O frémito começa quando uma personagem se apresenta, saída de nenhures, e, de repente, vive connosco. Acompanha-nos ao café, espreita-nos por cima do ombro, debruçada sobre os livros que estamos a ler, senta-se connosco à secretária de trabalho, ocupa um lugar nas reuniões que possamos ter, divide connosco a almofada, impedindo-nos de adormecer rápida e placidamente. Aquela personagem, até há pouco inexistente, instala-se e mói-nos os ossos até que a tiremos da vida imaginada e a tornemos real escrevendo-a. E nem assim ela nos dá tréguas. Dependendo do processo, acompanha-nos durante dias, meses, anos, enquanto a moldamos, lhe damos vida e a tornamos tão real quanto possível. Depois, ousada, continua a importunar-nos porque continuaremos a lembrar-nos dela mesmo que já viva nas páginas de um livro, no ecrã de um cinema ou em qualquer outro lugar palpável.

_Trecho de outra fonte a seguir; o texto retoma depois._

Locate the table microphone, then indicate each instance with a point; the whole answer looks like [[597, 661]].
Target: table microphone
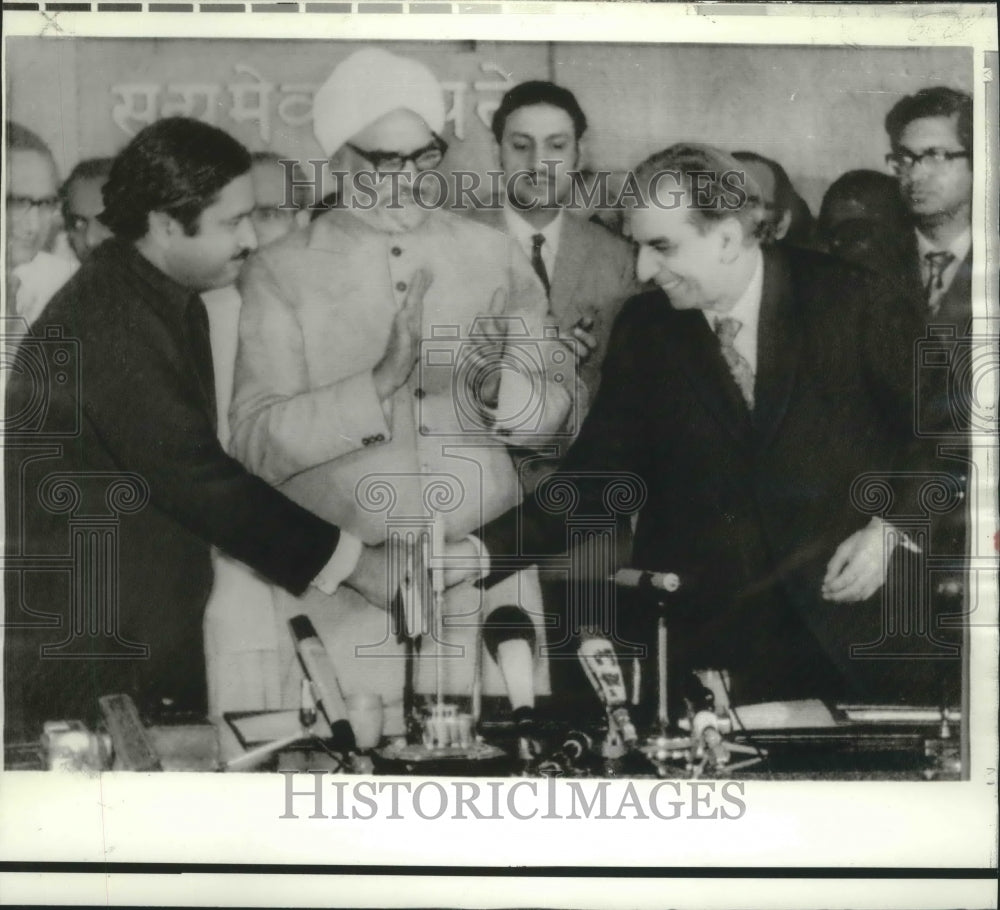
[[318, 668], [638, 578]]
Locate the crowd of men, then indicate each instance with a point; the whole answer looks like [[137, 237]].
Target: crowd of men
[[288, 397]]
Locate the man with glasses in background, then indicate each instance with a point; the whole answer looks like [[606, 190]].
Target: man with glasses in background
[[930, 133], [331, 405], [33, 275], [931, 137]]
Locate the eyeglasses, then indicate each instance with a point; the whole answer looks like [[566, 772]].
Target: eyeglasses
[[906, 160], [21, 205], [423, 159]]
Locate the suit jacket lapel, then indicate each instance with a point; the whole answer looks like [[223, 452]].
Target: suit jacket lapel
[[779, 346], [571, 261]]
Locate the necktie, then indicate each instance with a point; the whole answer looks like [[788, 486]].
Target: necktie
[[726, 331], [937, 262], [537, 263]]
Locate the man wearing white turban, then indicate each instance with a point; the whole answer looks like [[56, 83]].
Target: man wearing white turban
[[335, 404]]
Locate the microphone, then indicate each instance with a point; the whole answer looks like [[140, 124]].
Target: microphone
[[638, 578], [318, 668], [605, 674]]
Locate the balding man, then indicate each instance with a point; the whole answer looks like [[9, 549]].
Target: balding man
[[330, 403], [780, 380]]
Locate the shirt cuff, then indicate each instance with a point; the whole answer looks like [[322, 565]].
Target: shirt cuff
[[340, 565]]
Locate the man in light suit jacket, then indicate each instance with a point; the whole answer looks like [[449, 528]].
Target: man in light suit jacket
[[587, 271], [753, 394], [930, 135], [117, 485], [363, 385]]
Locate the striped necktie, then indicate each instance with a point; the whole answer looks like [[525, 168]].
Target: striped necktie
[[726, 330], [937, 263]]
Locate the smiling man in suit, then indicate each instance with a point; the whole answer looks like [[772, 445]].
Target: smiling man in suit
[[115, 457], [930, 134], [751, 392]]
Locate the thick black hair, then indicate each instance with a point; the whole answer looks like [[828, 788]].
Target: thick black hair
[[177, 166], [538, 92]]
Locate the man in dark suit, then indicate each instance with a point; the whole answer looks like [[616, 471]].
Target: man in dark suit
[[751, 396], [116, 482], [931, 138]]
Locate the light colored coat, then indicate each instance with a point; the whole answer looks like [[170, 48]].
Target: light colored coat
[[318, 307]]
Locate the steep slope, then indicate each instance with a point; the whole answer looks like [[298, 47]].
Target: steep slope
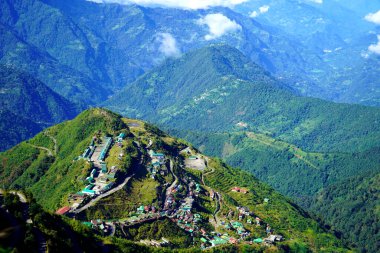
[[353, 205], [64, 80], [31, 99], [173, 96], [185, 197], [28, 106], [297, 145], [326, 29], [14, 129]]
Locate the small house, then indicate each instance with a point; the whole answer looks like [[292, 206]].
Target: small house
[[64, 210]]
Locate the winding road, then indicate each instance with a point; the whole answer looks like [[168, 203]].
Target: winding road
[[93, 201]]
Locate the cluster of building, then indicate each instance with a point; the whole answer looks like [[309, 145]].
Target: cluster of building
[[100, 179], [98, 225], [157, 164], [241, 190]]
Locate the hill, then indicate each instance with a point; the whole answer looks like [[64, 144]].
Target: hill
[[158, 182], [298, 145], [14, 129], [178, 95], [30, 105], [315, 56], [352, 200]]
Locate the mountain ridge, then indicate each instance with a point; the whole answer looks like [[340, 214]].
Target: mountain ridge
[[286, 218]]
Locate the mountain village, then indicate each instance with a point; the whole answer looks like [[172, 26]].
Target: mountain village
[[104, 178]]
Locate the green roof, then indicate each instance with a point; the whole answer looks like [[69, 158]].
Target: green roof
[[88, 224], [218, 241]]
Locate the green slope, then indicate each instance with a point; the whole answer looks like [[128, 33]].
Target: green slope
[[62, 173], [30, 98], [353, 205], [14, 129], [64, 80], [199, 92], [51, 177], [298, 145], [28, 106]]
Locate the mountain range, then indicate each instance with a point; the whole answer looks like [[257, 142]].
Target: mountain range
[[31, 166], [110, 52], [282, 89], [237, 111]]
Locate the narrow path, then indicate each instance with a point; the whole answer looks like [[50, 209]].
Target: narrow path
[[218, 206], [93, 201], [20, 195], [55, 142], [254, 137], [205, 174], [170, 188]]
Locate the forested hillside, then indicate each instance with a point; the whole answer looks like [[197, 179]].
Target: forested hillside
[[298, 145], [28, 106], [233, 91], [205, 192]]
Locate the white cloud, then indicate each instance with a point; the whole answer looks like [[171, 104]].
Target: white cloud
[[218, 25], [373, 17], [263, 9], [182, 4], [168, 45], [254, 14], [375, 48]]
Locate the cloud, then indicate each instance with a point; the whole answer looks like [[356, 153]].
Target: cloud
[[373, 17], [263, 9], [218, 25], [182, 4], [375, 48], [168, 45]]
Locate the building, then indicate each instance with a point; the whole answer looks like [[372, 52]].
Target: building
[[121, 137], [62, 211], [217, 241], [235, 189], [105, 149], [88, 192]]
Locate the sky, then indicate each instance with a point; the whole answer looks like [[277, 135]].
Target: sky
[[191, 5]]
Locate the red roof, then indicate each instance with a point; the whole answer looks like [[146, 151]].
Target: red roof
[[63, 210]]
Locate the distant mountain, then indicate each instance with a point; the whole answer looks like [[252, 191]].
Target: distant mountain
[[326, 30], [352, 205], [298, 145], [64, 80], [14, 129], [204, 193], [28, 106], [184, 94]]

Depois, tendo a personagem já ganhado vida própria, o descanso teima em não chegar. A paz continua distante, a miragem ao longe, num deserto demasiado árido. Imaginando que a personagem se tornou livro, a ausência de paz segue na ansiedade pela publicação. Durante o processo de edição, a coisa mais remota ao escritor é a sensação de paz, de trabalho concluído: é preciso cortar texto, reescrevê-lo, corrigi-lo, limpá-lo, despojá-lo de artifícios ou embelezá-lo.
O texto está pronto, o manuscrito está entregue, a publicação está iminente. Podemos descansar. Era bom, mas não. Ainda não é aqui que o escritor atinge aquele estado prazeroso que nos leva à paz. Porque, a seguir, há a angústia da receção que o livro vai ter pelo público. E a personagem, teoricamente já sossegada no canto dela, nas dezenas ou centenas de páginas que lhe demos para habitar, volta a vir dormir connosco, importunando-nos com a incerteza: será que as pessoas vão gostar do que escrevemos? Será que o livro funciona? Será que a história está no ponto que imaginámos? Será que demos uma vida digna àquela personagem e às outras que a acompanham?
A dada altura, o escritor acabará por acalmar. O tempo passa e vai diluindo esta ansiedade corrosiva. E é nesse momento, quando a paz já é um vislumbre mais próximo, que outra personagem, outro enredo, outra história se acercam do escritor e lhe saltam para o ombro, tornando-se a sombra com que ele terá de viver durante dias, meses, anos, até que o processo se repita e regresse à vida do escritor aquele estado que é em tudo o oposto da paz.
A pedido da Autora, este texto não segue a grafia do Novo Acordo Ortográfico da Língua Portuguesa.